The remark stung and he grimaced as he raised his glass, causing the ice to clink against the side. “It’s easy to get used to seeing people through a lens.”

“Spying on them.”

“I mostly just spied on you.”

“Reading my diary.” Jay shook her head. “Filming me. Sneaking into my room.”

“You were so fucking beautiful. Everything came to you so easily.” He set his glass down, the florals of the gin thickly coating his tongue. “I just wanted a piece of you for myself.”

“You wanted me on my knees.” She gave him a harsh look that crackled through him like static. “Everything I had, I had to work three times as hard for—and you wanted to take that all away. And nobody stopped you from doing it to me. Nobody stopped your father, either.”

“Poor blue jay.”

“That’s what’s wrong with this town,” Jay said. “The people here will tell you that it’s a privilege to be able to breathe, and then they’ll sit back and watch you be suffocated.”

“I told you that.”

“I didn’t want to believe you.” Her eyes blinked away. “But then you made me do things I didn’t want to do, and I did.”

He picked up the controller again. “I’ve made you bitter.”

“I’m not bitter.”

“And a liar, too.”

Jay grabbed his controller, sending his ship flying wide. His eyes widened in surprise, and then a smirk tugged at his mouth as he flipped his wrist, so her hand was trapped beneath his when he swung to his knees, using his weight to roll her onto her back while their ships both crashed.

Her drink tipped over right along with her and the scent of bitters and lemon rose up from the carpet as he pinned her down by his hips, stretching to cover her body with his.

“Daddy’s bitter little bird.” Smiling darkly, he drew his fingers possessively down the side of her cheek while his eyes searched her face. “You don’t want anyone to save you from me now, do you?

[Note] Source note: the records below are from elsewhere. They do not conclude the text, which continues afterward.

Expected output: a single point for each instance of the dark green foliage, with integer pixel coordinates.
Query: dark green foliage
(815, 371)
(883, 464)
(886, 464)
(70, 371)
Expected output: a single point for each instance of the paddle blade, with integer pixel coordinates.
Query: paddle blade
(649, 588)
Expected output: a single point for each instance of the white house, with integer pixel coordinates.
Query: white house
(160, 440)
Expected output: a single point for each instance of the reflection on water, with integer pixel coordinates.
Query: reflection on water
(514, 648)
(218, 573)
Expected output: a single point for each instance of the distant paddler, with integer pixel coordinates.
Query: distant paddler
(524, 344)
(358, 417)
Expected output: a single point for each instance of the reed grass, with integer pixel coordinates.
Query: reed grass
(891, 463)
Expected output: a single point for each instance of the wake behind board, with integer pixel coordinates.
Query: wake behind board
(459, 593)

You like being at my mercy when I fuck you.”

“Nicholas—” She shivered. “Please . . .”

“I asked you a question.”

She wet her lips. “N-no. I . . . like it.”

He reached past her for the remote, turning the TV off. Under the black eye of the screen, they fumbled. Her hands moved over his back and shoulders, and he was forced to get down on one arm so she could pull the wifebeater over his head.

“You want this.” It was not a question, but she closed her eyes and nodded.